Overview: Getting Started with Seal Report
Source: Dev.to
Seal Report is an open‑source reporting engine designed for developers who prefer working close to their data layer instead of relying on heavyweight BI platforms. It builds on SQL queries, metadata‑driven models, Razor scripting, and flexible filters to produce dashboards, pivot tables, exports, and embedded reporting workflows inside .NET environments.
This series walks through the practical steps required to move from a simple SQL‑backed table toward a structured reporting layer capable of supporting shared filters, dynamic joins, database‑level restrictions, and authentication‑aware execution. Each article focuses on one capability that gradually expands what a Seal Report installation can do.
1. Building Your First Data Table from SQL Server
The starting point of any Seal Report setup is understanding how models and elements translate into executable SQL. This article demonstrates how to:
- Define a data source
- Expose tables through metadata
- Assemble a simple report that renders a structured dataset
Once this foundation is clear, filters, joins, and restrictions all build on the same model‑driven execution flow, making it easier to validate connectivity to an existing SQL Server environment.
2. Static and Dynamic Select Lists
Filters become more useful when their possible values are controlled instead of entered manually. This article explains how select lists can be defined:
- As fixed enumerations (static)
- Generated dynamically from database queries (dynamic)
Reusable select lists improve usability and consistency across reports, especially when several reports depend on the same reference data.
3. Applying Dependent Filters
Dependent filters allow one selection to influence the available values of another, turning a flat filter interface into a guided navigation experience. Benefits include:
- Reduced incorrect combinations
- Easier exploration of hierarchical relationships (e.g., country → city, category → product group)
The approach creates a more intuitive user experience.
4. Applying Custom Joins
When a database schema isn’t designed with reporting in mind, custom joins let you adapt metadata relationships without altering the underlying database. By defining join logic directly inside Seal Report you can:
- Support conditional relationships
- Create alternative join paths that reflect reporting requirements
This flexibility is valuable for legacy schemas or environments where database changes are difficult.
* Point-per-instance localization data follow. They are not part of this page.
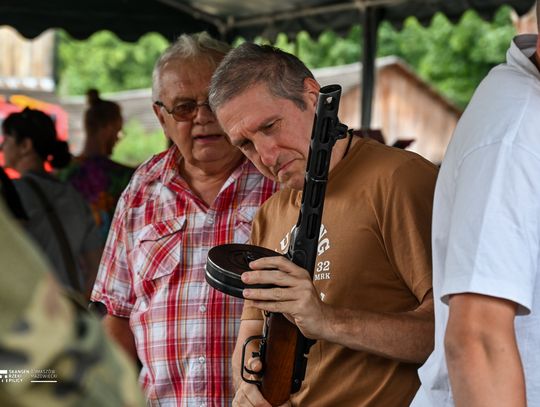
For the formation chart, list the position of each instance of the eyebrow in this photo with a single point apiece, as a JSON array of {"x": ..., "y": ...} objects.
[{"x": 266, "y": 122}]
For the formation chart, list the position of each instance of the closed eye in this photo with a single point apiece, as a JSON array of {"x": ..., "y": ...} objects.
[{"x": 245, "y": 145}]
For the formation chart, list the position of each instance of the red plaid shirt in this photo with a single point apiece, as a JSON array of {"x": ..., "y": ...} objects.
[{"x": 152, "y": 272}]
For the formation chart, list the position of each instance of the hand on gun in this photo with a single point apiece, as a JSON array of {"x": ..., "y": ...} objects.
[
  {"x": 248, "y": 395},
  {"x": 296, "y": 296}
]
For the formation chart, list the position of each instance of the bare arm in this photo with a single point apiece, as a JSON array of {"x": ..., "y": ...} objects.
[
  {"x": 406, "y": 336},
  {"x": 481, "y": 352},
  {"x": 118, "y": 328}
]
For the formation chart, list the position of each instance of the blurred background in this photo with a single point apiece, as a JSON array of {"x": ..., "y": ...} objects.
[{"x": 425, "y": 75}]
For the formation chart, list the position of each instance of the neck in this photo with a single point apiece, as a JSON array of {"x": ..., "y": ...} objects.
[
  {"x": 29, "y": 163},
  {"x": 206, "y": 180}
]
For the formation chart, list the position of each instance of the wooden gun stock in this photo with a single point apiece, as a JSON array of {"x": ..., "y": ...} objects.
[{"x": 278, "y": 360}]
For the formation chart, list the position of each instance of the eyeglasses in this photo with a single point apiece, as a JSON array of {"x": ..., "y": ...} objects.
[{"x": 185, "y": 111}]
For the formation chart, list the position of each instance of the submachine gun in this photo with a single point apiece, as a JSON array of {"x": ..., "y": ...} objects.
[{"x": 283, "y": 349}]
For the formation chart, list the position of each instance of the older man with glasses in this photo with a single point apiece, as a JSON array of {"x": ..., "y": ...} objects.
[{"x": 199, "y": 193}]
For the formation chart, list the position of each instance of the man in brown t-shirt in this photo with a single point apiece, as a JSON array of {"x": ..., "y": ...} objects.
[{"x": 369, "y": 305}]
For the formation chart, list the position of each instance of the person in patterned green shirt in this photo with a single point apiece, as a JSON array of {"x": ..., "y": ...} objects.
[{"x": 53, "y": 352}]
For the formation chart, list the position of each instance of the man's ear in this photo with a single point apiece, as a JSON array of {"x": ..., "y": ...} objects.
[
  {"x": 312, "y": 88},
  {"x": 159, "y": 114}
]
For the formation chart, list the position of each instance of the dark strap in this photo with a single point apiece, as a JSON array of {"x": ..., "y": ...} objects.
[{"x": 67, "y": 255}]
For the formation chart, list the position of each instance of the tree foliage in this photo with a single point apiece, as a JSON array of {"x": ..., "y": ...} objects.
[
  {"x": 451, "y": 57},
  {"x": 136, "y": 145},
  {"x": 106, "y": 63}
]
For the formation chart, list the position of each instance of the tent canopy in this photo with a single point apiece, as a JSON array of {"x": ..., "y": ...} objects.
[
  {"x": 227, "y": 19},
  {"x": 130, "y": 19}
]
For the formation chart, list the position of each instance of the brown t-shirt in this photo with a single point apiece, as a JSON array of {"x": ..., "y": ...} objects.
[{"x": 374, "y": 254}]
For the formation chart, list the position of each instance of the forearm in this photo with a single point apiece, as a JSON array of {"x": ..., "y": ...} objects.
[
  {"x": 406, "y": 336},
  {"x": 483, "y": 374},
  {"x": 483, "y": 359},
  {"x": 247, "y": 328}
]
5. Mapping Restrictions to SQL User‑Defined Functions
Restrictions can be moved closer to the database layer by delegating filtering logic to SQL user‑defined functions. Instead of embedding conditions in report definitions, Seal Report can call centralized logic maintained within the database, which:
- Keeps metadata cleaner
- Ensures consistency between reporting behavior and application‑level filtering rules
Ideal for environments with row‑level visibility already driven by database logic.
6. Sharing Filters Across Multiple Models
As reports incorporate multiple datasets, maintaining consistent filtering becomes essential. Shared filters synchronize parameter values between models so that tables, pivot views, and charts all react to the same selections, resulting in:
- Predictable dashboards
- Easier maintenance when visual components share a reporting context
7. Creating a Pivot Table with Custom Filters
Pivot tables add an analytical dimension by allowing measures to be grouped and compared across multiple axes. Combined with custom filters, they enable:
- Summarization of trends
- Highlighting relationships between dimensions in a compact layout
Pivot tables transform operational data into exploratory dashboards.
8. Authentication Providers
Authentication providers let Seal Report retrieve execution context from external identity systems (APIs, tokens, session‑based environments). With user identity available during report execution, filtering logic can:
- Enforce row‑level visibility
- Apply tenant‑specific access controls
Crucial for embedding Seal Report inside existing web applications where reports must respect the host system’s security boundaries.
Taken together, these articles describe a progression from a basic SQL‑backed report toward a flexible reporting layer that supports reusable filters, database‑driven restrictions, adaptive joins, synchronized dashboards, and authentication‑aware execution inside real‑world .NET environments.